Dans cet intervalle me revinrent à l’esprit les bons avis de mon père, et sa prédiction, dont j’ai parlé au commencement de cette histoire, que si je faisais ce coup de tête Dieu ne me bénirait point, et que j’aurais dans la suite tout le loisir de réfléchir sur le mépris que j’aurais fait de ses conseils lorsqu’il n’y aurait personne qui pût me prêter assistance. — « Maintenant, dis-je à haute voix, les paroles de mon cher père sont accomplies, la justice de Dieu m’a atteint, et je n’ai personne pour me secourir ou m’entendre. J’ai méconnu la voix de la Providence, qui m’avait généreusement placé dans un état et dans un rang où j’aurais pu vivre dans l’aisance et dans le bonheur ; mais je n’ai point voulu concevoir cela, ni apprendre de mes parents à connaître les biens attachés à cette condition.

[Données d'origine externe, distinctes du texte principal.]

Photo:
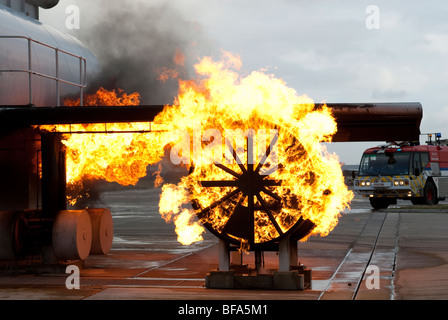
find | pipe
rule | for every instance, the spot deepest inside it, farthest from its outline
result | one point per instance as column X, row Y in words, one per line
column 356, row 121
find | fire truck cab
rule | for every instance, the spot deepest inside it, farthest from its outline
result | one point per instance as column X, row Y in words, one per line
column 404, row 171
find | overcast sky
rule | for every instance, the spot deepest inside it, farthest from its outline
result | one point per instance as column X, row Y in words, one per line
column 320, row 48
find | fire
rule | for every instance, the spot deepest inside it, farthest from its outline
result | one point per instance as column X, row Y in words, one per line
column 251, row 143
column 308, row 180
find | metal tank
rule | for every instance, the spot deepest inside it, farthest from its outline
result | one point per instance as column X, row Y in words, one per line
column 38, row 63
column 39, row 66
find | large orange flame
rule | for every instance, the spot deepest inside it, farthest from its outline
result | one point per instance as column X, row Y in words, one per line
column 206, row 128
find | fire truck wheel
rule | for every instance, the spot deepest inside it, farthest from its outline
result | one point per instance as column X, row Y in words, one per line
column 379, row 203
column 430, row 194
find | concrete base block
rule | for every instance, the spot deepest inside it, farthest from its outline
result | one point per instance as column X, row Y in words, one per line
column 220, row 280
column 288, row 280
column 278, row 280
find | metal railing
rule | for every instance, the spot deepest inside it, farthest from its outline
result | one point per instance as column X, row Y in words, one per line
column 82, row 69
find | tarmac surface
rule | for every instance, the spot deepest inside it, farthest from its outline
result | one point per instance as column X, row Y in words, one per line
column 396, row 254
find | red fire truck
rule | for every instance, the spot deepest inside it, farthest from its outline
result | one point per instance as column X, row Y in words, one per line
column 404, row 171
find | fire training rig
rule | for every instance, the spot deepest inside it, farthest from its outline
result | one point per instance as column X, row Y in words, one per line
column 59, row 235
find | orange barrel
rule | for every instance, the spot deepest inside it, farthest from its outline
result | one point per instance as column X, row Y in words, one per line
column 72, row 235
column 102, row 231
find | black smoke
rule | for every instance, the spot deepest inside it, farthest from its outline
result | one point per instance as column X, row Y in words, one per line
column 134, row 42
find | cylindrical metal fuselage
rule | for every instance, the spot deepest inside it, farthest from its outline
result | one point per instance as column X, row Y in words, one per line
column 38, row 63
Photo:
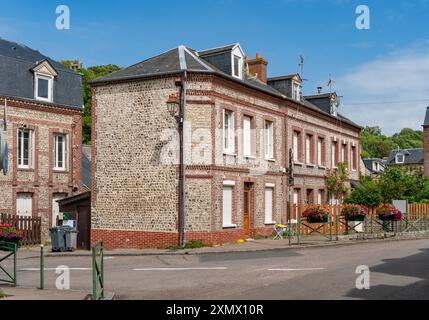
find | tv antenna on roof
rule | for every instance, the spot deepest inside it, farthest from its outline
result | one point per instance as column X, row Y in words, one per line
column 330, row 83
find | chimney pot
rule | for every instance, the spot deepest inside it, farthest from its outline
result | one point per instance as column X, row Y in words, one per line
column 258, row 67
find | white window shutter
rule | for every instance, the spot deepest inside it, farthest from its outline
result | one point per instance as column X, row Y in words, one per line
column 247, row 141
column 268, row 205
column 227, row 206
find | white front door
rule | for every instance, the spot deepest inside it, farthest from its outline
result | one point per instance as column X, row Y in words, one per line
column 56, row 207
column 24, row 204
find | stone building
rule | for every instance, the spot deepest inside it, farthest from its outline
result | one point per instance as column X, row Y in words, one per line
column 239, row 126
column 41, row 123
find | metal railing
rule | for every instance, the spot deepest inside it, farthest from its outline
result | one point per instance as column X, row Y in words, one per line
column 11, row 249
column 98, row 271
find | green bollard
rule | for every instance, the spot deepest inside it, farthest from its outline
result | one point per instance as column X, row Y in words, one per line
column 42, row 268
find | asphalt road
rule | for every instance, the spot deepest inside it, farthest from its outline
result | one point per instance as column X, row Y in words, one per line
column 398, row 270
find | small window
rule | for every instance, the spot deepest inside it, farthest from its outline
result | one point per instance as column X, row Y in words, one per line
column 269, row 204
column 400, row 158
column 228, row 131
column 43, row 88
column 320, row 151
column 60, row 152
column 269, row 140
column 296, row 92
column 237, row 66
column 247, row 136
column 25, row 148
column 227, row 206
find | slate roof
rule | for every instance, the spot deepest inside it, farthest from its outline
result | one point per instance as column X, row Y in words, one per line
column 17, row 78
column 369, row 161
column 183, row 58
column 412, row 156
column 86, row 166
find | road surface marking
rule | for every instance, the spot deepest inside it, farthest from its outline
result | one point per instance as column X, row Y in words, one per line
column 178, row 269
column 53, row 269
column 297, row 269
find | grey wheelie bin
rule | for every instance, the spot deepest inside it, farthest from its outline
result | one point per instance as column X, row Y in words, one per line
column 58, row 238
column 71, row 239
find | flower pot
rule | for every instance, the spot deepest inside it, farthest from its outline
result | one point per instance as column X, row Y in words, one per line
column 355, row 218
column 317, row 219
column 7, row 244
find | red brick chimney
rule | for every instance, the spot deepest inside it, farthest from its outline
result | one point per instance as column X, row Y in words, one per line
column 258, row 67
column 426, row 143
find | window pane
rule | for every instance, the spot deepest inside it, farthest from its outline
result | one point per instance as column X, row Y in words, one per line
column 268, row 205
column 227, row 205
column 236, row 66
column 42, row 88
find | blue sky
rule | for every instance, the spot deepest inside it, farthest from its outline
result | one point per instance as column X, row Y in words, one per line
column 382, row 73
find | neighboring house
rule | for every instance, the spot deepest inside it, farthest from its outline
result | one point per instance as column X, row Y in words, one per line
column 411, row 160
column 239, row 128
column 86, row 167
column 42, row 103
column 374, row 166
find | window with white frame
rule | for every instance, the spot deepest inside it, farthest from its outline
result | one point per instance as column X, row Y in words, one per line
column 227, row 205
column 334, row 154
column 269, row 203
column 228, row 131
column 60, row 152
column 309, row 149
column 400, row 158
column 247, row 136
column 25, row 148
column 296, row 94
column 295, row 146
column 269, row 140
column 320, row 151
column 237, row 66
column 43, row 88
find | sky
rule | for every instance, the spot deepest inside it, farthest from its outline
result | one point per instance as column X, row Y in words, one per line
column 381, row 73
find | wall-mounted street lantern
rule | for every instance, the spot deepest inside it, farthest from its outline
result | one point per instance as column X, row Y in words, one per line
column 173, row 106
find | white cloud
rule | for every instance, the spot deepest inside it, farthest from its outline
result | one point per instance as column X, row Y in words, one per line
column 392, row 92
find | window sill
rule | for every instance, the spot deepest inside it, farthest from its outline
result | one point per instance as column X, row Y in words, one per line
column 60, row 171
column 229, row 226
column 229, row 154
column 270, row 223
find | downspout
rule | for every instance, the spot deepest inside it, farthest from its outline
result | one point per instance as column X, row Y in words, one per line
column 182, row 177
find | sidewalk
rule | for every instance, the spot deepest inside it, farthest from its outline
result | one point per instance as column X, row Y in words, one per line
column 248, row 246
column 35, row 294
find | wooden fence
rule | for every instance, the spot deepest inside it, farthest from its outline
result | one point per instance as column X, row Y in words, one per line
column 415, row 213
column 31, row 227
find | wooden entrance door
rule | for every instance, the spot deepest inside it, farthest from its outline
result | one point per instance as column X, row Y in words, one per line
column 246, row 209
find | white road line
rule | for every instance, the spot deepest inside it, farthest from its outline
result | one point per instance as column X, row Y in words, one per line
column 297, row 269
column 54, row 269
column 178, row 269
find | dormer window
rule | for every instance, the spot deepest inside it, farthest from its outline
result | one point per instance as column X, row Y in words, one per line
column 237, row 66
column 43, row 88
column 296, row 91
column 400, row 158
column 44, row 75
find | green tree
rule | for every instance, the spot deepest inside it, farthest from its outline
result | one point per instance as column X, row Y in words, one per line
column 88, row 75
column 368, row 194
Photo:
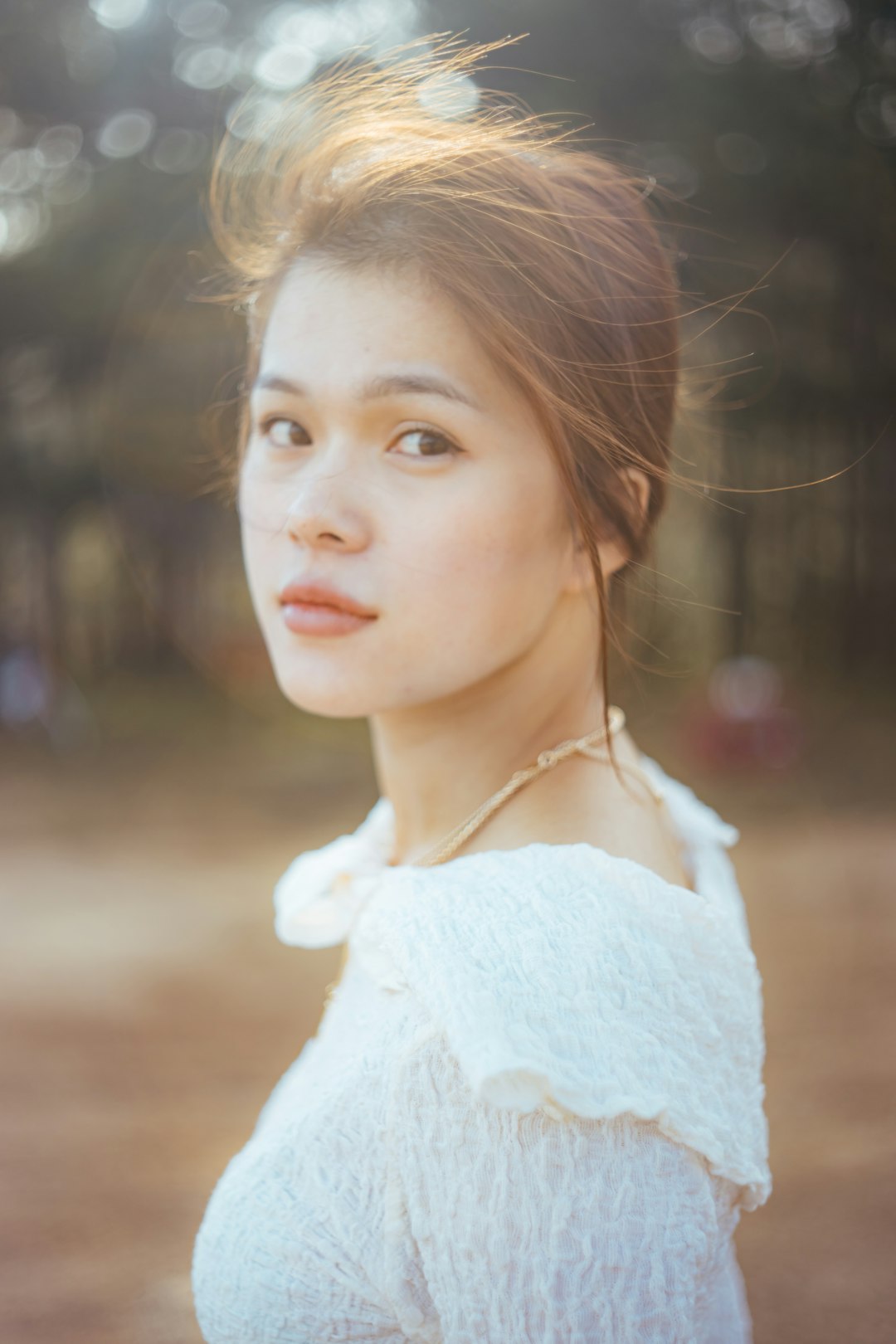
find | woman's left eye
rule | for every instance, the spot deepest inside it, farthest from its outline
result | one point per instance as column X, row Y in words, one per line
column 450, row 449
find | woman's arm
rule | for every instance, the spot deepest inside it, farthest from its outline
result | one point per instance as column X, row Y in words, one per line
column 533, row 1230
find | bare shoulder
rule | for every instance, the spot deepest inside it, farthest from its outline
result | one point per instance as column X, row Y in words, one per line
column 583, row 800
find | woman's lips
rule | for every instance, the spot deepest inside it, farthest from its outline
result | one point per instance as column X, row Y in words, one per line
column 319, row 619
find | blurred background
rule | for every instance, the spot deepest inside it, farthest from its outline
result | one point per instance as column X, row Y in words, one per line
column 153, row 782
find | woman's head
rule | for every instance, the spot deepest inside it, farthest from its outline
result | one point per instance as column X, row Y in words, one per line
column 370, row 236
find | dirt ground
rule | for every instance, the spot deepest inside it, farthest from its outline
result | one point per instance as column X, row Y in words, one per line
column 148, row 1010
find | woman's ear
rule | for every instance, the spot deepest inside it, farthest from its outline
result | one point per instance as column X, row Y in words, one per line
column 611, row 552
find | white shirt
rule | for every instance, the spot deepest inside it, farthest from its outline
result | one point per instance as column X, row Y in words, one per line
column 533, row 1112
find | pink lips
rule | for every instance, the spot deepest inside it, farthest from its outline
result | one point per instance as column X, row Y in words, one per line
column 316, row 609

Je les ai délaissés pleurant sur ma folie ; et maintenant, abandonné, je pleure sur les conséquences de cette folie. J’ai refusé leur aide et leur appui, qui auraient pu me produire dans le monde et m’y rendre toute chose facile ; maintenant j’ai des difficultés à combattre contre lesquelles la nature même ne prévaudrait pas, et je n’ai ni assistance, ni aide, ni conseil, ni réconfort. » — Et je m’écriai alors : — « Seigneur, viens à mon aide, car je suis dans une grande détresse ! »

Ce fut la première prière, si je puis l’appeler ainsi, que j’eusse faite depuis plusieurs années. Mais je retourne à mon journal.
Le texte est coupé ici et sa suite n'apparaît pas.